I want to use some mathematical expression over kernels in convolution. I wrote some codes as a dummy example.

1- My question is this kind of definition is true for gradient flow?, and
2- Should we use super()__init__ definition?
3- Does autograd allow logical constrains like x = x.*(x<5) (matlab-like) in forward?

class new_conv(nn.Conv2d):
    def __init__(self, dim):
        self.W   = Variable(torch.randn(dim, 1).type(dtype), requires_grad=True)
        self.act = F.relu()

    def forward(self, x):
        xMean = x.mean(dim=1, keepdim=True).mean(dim=2, keepdim=True).mean(dim=3, keepdim=True)
        x = x - xMean 
        
        w = self.W**2
        wMean = w.mean(dim=1, keepdim=True).mean(dim=2, keepdim=True).mean(dim=3, keepdim=True)
        w = F.relu(w-wMean)
        x = torch.cat((x,x**2),2)              # Channelwise concatenating 
        
        return self.act(F.conv2d(x, w))

4- Last question, can we express this module as function? In such a definition, every iteration I use new_conv in the forward step, I doubt that weights are reassigned. So even if the expression works, it will be untrainable, as if.

Many thanks…

def new_conv(x,dim):
    W   = Variable(torch.randn(dim, 1).type(dtype), requires_grad=True)
    xMean = x.mean(dim=1, keepdim=True).mean(dim=2, keepdim=True).mean(dim=3, keepdim=True)
    x = x - xMean 
        
    w = W**2
    wMean = w.mean(dim=1, keepdim=True).mean(dim=2, keepdim=True).mean(dim=3, keepdim=True)
    w = F.relu(w-wMean)
    x = torch.cat((x,x**2),2)              # Channelwise concatenating 
        
    return F.relu(F.conv2d(x, w))

albanD · September 10, 2019, 8:45pm

Hi,

Not sure what you refer to in that question.
You should always call super().__init__() if you subclass an nn.Module() and you write a custom __init__() function.
The autograd allows for that. Just note that no gradient (a gradient of 0) will flow back on the side of x<5 because this gives a piece-wise constant output which has a gradient of 0 almost everywhere. In general, the autograd engine will raise an exception if it cannot compute the gradients you ask for.
You want to use nn.Module over just a python function if you have some parameters.
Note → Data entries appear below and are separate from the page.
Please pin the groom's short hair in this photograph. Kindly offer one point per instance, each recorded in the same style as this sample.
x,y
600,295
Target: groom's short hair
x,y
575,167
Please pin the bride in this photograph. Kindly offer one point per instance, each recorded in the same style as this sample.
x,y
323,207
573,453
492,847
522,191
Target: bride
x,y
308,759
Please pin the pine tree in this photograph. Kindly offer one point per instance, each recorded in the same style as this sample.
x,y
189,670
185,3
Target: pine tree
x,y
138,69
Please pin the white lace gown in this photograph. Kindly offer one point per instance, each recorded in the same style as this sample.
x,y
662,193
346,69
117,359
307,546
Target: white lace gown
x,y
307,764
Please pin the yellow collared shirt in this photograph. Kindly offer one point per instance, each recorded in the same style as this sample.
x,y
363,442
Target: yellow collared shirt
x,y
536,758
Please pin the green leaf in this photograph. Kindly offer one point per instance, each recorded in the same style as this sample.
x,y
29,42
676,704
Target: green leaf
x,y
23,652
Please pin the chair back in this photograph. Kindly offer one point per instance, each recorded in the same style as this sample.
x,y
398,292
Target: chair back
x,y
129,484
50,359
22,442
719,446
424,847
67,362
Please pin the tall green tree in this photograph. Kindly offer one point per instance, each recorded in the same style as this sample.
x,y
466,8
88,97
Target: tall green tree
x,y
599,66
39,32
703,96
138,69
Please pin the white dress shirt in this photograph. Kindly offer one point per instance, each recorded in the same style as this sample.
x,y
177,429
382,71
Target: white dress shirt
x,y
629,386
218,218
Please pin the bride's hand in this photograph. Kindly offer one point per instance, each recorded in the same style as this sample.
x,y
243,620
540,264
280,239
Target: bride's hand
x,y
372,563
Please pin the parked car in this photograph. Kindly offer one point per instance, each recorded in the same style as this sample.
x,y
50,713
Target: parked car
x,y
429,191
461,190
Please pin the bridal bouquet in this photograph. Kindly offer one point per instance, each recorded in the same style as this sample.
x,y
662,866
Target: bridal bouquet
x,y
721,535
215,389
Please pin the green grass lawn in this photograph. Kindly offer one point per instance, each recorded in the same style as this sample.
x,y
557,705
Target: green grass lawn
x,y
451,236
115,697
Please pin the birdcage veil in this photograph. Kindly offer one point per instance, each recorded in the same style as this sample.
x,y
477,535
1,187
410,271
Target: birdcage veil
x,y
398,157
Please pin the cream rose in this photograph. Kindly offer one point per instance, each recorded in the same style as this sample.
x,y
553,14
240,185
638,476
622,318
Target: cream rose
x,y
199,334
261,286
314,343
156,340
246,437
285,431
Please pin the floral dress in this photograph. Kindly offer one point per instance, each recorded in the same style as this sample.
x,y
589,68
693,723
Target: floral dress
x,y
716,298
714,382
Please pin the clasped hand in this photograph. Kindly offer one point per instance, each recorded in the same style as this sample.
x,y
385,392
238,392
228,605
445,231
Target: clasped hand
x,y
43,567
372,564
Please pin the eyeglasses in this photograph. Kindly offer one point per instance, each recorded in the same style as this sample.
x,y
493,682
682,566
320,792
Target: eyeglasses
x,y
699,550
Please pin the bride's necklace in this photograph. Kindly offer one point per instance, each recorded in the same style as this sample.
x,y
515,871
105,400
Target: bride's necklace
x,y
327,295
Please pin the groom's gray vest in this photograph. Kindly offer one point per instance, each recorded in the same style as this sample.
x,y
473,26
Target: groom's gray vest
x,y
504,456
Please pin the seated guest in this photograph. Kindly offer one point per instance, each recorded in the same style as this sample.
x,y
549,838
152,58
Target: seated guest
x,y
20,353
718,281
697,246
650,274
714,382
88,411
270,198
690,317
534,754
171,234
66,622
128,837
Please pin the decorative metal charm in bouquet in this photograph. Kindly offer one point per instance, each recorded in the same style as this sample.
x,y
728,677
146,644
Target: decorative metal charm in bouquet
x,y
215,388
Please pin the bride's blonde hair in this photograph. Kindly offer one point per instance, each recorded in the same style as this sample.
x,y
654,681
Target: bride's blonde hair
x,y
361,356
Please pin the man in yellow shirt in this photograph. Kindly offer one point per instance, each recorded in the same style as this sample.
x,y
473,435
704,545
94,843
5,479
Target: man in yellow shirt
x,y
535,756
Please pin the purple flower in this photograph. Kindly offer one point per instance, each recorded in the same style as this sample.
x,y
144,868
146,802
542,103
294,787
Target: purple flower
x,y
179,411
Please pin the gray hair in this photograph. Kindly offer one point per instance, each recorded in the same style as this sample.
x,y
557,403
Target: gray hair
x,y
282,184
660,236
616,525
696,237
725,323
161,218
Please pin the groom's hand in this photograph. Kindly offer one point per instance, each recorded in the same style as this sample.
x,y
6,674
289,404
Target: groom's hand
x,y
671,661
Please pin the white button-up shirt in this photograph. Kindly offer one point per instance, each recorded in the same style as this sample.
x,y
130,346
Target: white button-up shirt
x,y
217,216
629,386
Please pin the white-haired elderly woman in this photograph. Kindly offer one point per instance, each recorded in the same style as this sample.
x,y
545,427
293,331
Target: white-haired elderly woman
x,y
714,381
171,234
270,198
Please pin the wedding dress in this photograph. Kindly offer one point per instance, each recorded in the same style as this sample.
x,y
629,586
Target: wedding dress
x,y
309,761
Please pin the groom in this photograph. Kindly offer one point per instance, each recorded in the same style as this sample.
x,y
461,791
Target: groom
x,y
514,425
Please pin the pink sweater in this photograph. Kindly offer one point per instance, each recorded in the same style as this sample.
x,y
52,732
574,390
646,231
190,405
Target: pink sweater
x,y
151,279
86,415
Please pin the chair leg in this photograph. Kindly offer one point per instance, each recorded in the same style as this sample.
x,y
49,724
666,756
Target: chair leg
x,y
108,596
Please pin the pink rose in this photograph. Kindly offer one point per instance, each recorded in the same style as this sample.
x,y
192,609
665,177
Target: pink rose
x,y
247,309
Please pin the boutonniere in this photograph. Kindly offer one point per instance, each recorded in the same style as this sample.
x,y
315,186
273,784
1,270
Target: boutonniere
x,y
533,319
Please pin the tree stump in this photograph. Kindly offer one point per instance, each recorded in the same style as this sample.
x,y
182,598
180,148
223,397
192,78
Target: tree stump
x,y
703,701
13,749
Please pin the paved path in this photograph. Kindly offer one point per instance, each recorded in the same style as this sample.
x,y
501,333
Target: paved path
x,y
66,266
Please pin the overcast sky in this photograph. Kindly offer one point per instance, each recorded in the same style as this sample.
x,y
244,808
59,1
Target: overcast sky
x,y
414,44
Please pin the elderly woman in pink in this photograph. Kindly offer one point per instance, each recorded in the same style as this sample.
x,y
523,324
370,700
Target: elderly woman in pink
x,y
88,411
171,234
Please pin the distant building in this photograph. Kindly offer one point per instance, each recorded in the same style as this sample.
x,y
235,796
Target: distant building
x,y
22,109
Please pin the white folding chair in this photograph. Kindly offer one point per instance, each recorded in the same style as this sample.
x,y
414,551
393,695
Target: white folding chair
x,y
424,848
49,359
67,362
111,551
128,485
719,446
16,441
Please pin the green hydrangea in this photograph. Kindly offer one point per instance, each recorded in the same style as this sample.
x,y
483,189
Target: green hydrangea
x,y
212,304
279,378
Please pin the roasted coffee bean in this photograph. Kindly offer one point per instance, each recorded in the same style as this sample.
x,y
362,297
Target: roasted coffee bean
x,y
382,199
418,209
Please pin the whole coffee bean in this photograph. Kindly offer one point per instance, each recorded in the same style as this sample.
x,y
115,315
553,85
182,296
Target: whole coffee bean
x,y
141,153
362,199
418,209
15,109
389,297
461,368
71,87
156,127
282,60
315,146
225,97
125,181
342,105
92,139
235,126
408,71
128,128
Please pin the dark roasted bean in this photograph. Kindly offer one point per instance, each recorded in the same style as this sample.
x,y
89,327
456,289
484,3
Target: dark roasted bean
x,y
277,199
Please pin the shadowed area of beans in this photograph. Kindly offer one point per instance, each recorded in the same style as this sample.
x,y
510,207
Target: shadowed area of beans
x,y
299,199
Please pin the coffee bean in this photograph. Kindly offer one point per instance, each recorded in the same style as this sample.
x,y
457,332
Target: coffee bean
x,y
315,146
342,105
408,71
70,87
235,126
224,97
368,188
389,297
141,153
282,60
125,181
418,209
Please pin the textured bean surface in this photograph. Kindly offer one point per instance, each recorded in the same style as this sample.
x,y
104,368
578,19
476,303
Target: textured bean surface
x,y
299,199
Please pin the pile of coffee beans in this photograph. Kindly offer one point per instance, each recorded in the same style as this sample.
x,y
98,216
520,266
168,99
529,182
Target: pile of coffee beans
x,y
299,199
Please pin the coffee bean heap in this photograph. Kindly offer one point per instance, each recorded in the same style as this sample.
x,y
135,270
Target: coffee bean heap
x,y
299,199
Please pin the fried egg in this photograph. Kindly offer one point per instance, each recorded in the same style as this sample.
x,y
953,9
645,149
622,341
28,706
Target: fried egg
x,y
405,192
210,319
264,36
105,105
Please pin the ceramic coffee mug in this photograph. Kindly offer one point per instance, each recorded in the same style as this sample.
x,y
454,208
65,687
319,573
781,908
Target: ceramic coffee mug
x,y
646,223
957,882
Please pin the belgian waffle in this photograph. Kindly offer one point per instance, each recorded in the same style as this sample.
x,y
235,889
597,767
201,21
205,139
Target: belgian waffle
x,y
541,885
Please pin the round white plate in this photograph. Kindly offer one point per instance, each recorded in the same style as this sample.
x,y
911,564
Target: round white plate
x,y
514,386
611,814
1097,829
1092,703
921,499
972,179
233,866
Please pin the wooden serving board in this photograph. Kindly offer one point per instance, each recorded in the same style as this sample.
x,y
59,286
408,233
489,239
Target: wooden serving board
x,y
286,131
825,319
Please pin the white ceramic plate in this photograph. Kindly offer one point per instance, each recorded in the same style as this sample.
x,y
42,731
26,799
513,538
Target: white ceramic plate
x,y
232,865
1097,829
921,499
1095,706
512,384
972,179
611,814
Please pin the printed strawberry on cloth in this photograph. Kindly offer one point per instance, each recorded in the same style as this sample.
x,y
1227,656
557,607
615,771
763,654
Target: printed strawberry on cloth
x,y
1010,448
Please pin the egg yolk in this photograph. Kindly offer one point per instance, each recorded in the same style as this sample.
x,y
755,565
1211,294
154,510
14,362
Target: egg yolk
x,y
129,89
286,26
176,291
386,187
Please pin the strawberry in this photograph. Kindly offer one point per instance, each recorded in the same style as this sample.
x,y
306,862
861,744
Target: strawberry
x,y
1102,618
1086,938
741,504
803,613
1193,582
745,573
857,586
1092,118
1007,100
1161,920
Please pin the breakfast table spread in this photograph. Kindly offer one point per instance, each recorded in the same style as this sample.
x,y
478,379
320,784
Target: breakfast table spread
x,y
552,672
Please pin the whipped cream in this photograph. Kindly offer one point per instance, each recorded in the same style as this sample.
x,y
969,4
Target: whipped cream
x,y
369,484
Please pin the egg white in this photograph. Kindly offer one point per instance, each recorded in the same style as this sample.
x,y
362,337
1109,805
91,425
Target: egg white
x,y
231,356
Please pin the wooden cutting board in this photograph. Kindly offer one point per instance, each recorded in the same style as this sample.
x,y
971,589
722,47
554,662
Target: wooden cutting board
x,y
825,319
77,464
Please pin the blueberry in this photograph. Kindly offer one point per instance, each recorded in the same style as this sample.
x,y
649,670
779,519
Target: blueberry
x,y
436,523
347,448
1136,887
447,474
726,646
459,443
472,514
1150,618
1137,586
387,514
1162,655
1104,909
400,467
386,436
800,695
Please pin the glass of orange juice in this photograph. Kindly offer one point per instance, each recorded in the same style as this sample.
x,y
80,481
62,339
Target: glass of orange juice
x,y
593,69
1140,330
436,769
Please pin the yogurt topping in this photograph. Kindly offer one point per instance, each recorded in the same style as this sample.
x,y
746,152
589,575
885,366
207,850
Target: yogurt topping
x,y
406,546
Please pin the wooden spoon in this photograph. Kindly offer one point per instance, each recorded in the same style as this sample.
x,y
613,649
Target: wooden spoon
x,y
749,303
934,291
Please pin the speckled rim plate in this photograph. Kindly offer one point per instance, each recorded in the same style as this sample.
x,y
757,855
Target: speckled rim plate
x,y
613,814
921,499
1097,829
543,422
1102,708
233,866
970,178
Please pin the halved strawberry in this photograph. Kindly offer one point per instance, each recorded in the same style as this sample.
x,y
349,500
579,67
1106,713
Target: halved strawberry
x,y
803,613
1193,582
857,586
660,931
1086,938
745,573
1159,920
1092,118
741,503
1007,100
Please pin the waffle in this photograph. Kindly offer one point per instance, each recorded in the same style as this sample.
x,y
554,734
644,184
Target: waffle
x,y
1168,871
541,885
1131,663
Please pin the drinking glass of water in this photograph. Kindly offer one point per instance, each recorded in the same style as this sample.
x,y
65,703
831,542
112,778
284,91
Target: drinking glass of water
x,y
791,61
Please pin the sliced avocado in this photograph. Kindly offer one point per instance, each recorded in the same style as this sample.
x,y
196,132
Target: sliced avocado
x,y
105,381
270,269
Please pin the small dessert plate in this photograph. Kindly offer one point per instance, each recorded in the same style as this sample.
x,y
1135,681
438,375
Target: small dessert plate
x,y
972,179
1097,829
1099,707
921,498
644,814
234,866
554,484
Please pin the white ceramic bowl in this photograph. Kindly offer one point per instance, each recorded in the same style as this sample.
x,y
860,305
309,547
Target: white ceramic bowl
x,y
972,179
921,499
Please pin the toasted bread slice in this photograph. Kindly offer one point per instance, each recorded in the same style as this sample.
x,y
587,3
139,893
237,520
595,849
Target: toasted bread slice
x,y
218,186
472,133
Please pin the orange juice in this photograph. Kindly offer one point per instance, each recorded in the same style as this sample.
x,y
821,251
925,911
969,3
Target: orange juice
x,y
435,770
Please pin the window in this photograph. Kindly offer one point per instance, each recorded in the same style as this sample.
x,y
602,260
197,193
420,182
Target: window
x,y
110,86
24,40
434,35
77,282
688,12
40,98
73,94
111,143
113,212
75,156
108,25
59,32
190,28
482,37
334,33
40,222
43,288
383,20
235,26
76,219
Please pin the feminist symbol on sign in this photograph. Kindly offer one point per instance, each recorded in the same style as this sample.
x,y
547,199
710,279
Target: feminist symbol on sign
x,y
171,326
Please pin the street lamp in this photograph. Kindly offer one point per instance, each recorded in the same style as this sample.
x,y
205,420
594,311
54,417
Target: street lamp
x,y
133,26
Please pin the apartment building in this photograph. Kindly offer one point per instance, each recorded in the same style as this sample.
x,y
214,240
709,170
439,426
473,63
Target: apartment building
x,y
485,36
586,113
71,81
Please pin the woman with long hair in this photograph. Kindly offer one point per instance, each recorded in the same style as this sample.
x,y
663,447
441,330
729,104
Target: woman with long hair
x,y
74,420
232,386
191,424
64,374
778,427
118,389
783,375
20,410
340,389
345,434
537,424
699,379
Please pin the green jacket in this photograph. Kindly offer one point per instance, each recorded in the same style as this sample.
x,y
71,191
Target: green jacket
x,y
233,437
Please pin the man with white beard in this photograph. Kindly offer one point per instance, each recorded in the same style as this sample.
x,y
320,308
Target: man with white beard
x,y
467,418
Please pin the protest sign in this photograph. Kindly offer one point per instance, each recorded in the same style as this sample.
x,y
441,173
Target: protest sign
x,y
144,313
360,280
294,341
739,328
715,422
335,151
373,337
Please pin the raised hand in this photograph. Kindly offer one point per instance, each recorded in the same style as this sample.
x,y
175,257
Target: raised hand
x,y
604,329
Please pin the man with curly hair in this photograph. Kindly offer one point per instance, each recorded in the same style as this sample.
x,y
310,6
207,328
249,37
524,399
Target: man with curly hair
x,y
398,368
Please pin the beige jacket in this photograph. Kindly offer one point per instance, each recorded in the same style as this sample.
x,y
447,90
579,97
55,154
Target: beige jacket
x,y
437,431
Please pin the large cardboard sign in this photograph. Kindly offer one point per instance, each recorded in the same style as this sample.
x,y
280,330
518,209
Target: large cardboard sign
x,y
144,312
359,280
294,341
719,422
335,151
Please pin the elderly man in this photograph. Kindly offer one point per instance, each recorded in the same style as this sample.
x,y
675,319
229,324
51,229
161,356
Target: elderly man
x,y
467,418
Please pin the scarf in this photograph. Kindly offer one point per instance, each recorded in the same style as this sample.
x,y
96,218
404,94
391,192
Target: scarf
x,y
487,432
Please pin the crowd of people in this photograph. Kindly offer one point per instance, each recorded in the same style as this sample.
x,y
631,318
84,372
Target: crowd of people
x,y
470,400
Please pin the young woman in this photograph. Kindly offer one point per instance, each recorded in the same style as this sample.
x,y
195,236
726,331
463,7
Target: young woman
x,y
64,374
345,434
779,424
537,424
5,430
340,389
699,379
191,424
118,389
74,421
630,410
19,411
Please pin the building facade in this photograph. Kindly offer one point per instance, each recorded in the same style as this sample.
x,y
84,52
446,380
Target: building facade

Which is your case here actually. Note as well that parameters should be of type nn.Parameter (in your case: self.W = nn.Parameter(torch.randn(dim, 1).type(dtype)) so that it will be properly found as a parameter of your network when you do net.parameters() (for example to give all your parameters to your optimizer).
If you do the function you showed, then it will generate random weights every time and no learning will happen, which is not what you want I guess as you set requires_grad = True here.
Keep in mind that in pytorch, your code is run at every forward pass.

nclk · September 11, 2019, 3:44pm

@albanD Thank you for your answer. it was informative and helpful for me.